More than 94 percent of organizations already have Agile or DevOps initiatives or plan to adopt them within the immediate future, according to a survey by VersionOne. As part of the process transformation required to adopt these more iterative and rapid methods of delivering software, organizations are reassessing all practices associated with software development and test, including load testing.

Traditionally, load testing has been deferred until the late phases of waterfall release cycles. Specialized performance testers applied legacy load testing tools to validate application performance prior to release. Why is this no longer sufficient?

With teams moving to more componentized applications (including cloud-native apps, microservices, etc.), an application involves many highly distributed components—and a performance issue in any of them could have a ripple effect across the entire application.
Now that new functionality is being released weekly, daily or hourly, each team needs instant insight into whether their incremental changes negatively impact performance.
The later you start load testing, the more difficult, time-consuming and costly it is to expose, debug and resolve performance problems.

In-depth load testing by performance-testing specialists remains critical, but it doesn’t provide the level of fast, on-demand load testing that’s critical for Agile and DevOps. Developers and testers need a way to expose critical performance issues before new functionality progresses through the delivery pipeline. To achieve this, DevTest team members must be able to easily:

Create load tests that provide fast feedback on the functionality they’re evolving; and
Execute and scale those load tests as needed—without the exorbitant costs and efforts traditionally required to establish, configure and maintain a performance test lab.

Traditional Load Testing Isn’t for Everyone

However, load testing has long been the domain of performance testing specialists for a reason: it’s difficult. Today’s developers and testers don’t have the time (or desire) to wrestle with all the technical details required to get load tests working correctly and to keep brittle load tests in sync with the rapidly evolving application.

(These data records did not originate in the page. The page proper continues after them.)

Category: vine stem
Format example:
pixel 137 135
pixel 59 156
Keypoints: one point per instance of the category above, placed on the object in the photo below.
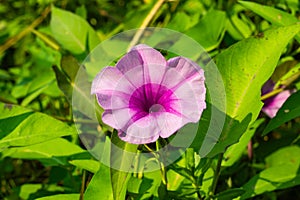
pixel 145 23
pixel 217 174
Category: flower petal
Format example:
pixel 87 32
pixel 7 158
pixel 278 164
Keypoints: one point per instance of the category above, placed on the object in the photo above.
pixel 119 119
pixel 169 123
pixel 142 131
pixel 187 82
pixel 272 105
pixel 112 88
pixel 191 98
pixel 148 59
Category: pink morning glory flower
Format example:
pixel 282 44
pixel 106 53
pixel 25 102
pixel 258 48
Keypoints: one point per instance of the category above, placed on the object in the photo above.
pixel 146 97
pixel 273 104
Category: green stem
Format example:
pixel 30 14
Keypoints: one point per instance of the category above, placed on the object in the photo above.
pixel 82 185
pixel 217 174
pixel 145 23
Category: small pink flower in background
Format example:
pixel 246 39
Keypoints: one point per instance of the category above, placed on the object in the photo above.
pixel 273 104
pixel 146 97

The traditional way of approaching load test scripting is at the protocol level (e.g., HTTP). This includes load testing with open source tools such as JMeter and Gatling, as well as legacy tools including LoadRunner. Although simulating load at the protocol level has the advantage of being able to generate large concurrent load from a single resource, that power comes at a cost. The learning curve is steep and the complexity is easily underestimated.

The main culprit for this complexity is JavaScript. In 2011, there was usually less than 100 KB of JavaScript per page, which spurred around 50 or fewer HTTP requests. Now, that’s doubled: We see on average 200 KB of JavaScript per page, and this gives us more than 100 requests per page.

Just running a search on a simple search page involves things such as XML HTTP requests processed asynchronously after page load. You also find things such as dynamic parsing and execution of JavaScript, the browser cache being seeded with static assets and calls to content delivery networks.

For a more business-focused example, consider the SAP Fiori demo app. Assume we want to load test two simple actions: navigating to a page and then clicking on the “My Inbox” icon. This actually generates more than 120 HTTP requests at the protocol level.

When you start building your load test simulation model, this will quickly translate into thousands of protocol-level requests that you need to faithfully record and then manipulate into a working script. You must review the request and response data, perform some cleanup and extract relevant information to realistically simulate user interactions at a business level. You can’t just think like a user; you also must think like the browser.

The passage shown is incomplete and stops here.